Quanto alla violazione o falsa applicazione dell’art. 1362 c.c. e segg., denunciata con il secondo motivo di impugnazione, va rilevato che anche sotto questo profilo la ricorrente, in realtà, contesta gli accertamenti di fatto e gli apprezzamenti di merito compiuti dal giudice a quo, ripetendo pedissequamente i medesimi argomenti che con il primo motivo aveva addotto a sostegno della lamentata motivazione contraddittoria ed insufficiente ed illogica circa un fatto controverso e decisivo per il giudizio: nessuna delle critiche rivolte alla sentenza impugnata è riconducibile alle disposizioni in materia di ermeneutica negoziale, genericamente richiamate nel ricorso senza alcuna particolare specificazione su quali e in che modo possano essere state violate o falsamente applicate.

Con il terzo motivo di ricorso la s.r.l. P.D.R., dolendosi di violazione o falsa applicazione dell’art. 342 c.p.c. e dell’art. 184 c.p.c. (nel testo previgente), sostiene che il proprio gravame avverso la sentenza del Tribunale, nella parte in cui contestava la congruità del progetto di divisione elaborato dal consulente tecnico di ufficio, non era affatto privo – contrariamente a quanto ha ritenuto la Corte d’appello – del requisito della specificità, il quale avrebbe dovuto essere valutato in relazione alla estrema sinteticità presentata nella specie dalla sentenza di primo grado, con la quale il Tribunale si era limitato ad aderire acriticamente alle conclusioni della relazione peritale.

La censura è inconferente, poichè in realtà il giudice di secondo grado, nonostante l’affermata mancanza di specificità del motivo di appello in questione, ha esaminato nel merito e ha motivatamente disatteso ognuna delle doglianze che l’appellante aveva prospettato, in ordine sia alle stime compiute dal consulente tecnico di ufficio, sia allo stato di fatiscenza dei due fabbricati oggetto della domanda di divisione, sia all’estensione dell’area su cui essi sorgono.
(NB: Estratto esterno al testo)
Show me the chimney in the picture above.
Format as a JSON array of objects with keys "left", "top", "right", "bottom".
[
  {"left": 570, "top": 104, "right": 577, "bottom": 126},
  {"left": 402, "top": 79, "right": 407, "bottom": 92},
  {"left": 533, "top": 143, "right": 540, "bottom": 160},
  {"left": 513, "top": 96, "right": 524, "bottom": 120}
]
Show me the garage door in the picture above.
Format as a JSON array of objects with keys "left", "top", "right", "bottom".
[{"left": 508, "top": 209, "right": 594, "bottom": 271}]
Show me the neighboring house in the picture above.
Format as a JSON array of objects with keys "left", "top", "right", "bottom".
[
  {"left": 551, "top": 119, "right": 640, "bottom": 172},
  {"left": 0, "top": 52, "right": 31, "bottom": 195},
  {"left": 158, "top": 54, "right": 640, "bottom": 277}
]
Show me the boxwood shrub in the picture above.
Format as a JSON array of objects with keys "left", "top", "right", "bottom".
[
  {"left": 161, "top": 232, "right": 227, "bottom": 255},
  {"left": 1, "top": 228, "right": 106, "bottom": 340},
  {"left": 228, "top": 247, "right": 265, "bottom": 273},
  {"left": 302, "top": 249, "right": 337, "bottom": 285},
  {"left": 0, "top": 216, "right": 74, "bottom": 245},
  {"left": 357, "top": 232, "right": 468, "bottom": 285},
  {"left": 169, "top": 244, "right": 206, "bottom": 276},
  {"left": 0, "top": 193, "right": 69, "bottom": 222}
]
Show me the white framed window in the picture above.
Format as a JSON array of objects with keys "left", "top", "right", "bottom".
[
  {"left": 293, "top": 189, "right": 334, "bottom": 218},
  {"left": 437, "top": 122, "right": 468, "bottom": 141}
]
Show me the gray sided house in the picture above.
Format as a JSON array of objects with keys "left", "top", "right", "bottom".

Il ricorso viene pertanto rigettato, con conseguente condanna della ricorrente al rimborso delle spese del giudizio di cassazione sostenute dalla resistente, che si liquidano in 200,00 Euro, oltre a 3.000,00 Euro per onorari, con gli accessori di legge.

P.Q.M.

La Corte rigetta il ricorso; condanna la ricorrente a rimborsare alla resistente le spese del giudizio di cassazione, liquidate in 200,00 Euro, oltre a 3.000,00 Euro per onorari, con gli accessori di legge.

Così deciso in Roma, il 4 aprile 2012.